DNSキャッシュを改ざんする手法は「DNSキャッシュポイズニング」とも呼ばれる。ポイズニングとは「汚染」という意味だ。DNSサーバーはレスポンスを高めるためにリクエスト内容をキャッシュとして一時的に保存している。DNSキャッシュポイズニングはDNSサーバーに不正なリクエストを送信し、キャッシュを偽のものに書き換えることでファーミングを実行する。多くのユーザーがアクセスするようなDNSサーバーが感染してしまった場合、その被害は甚大になる。

ファーミングによる被害を防ぐために

ファーミングではWebブラウザーに正規のURLが表示される上に、見た目も酷似した偽サイトに誘導されてしまうため、ユーザーは攻撃を見極めるのが難しい。しかし、ファーミングで誘導される偽サイトの多くは暗号化されていない。そのため、通信プロトコルがHTTPSになっているかどうか、Webブラウザーのアドレスバーに鍵マークがあるかをチェックするという方法がある。

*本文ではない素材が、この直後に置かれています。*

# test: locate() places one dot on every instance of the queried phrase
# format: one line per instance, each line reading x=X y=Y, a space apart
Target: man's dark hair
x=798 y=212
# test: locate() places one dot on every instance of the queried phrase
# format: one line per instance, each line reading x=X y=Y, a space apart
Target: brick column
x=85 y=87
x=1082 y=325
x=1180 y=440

最近では、信頼できるWebサイトは基本的に常時SSLで接続しており、ましてや個人情報などを入力するWebページで、暗号化していないサイトは皆無だからだ。鍵マークをクリックし、SSL証明書の内容を見れば、アクセスしているドメインも確認できる。ただし、SSL接続をしているWebサイトでも、ファーミングの被害を受ける可能性は否定できない。セキュリティソフトのWebアクセス保護機能を有効にしておくことで、こうしたファーミングのリスクからも回避できる可能性が高まる。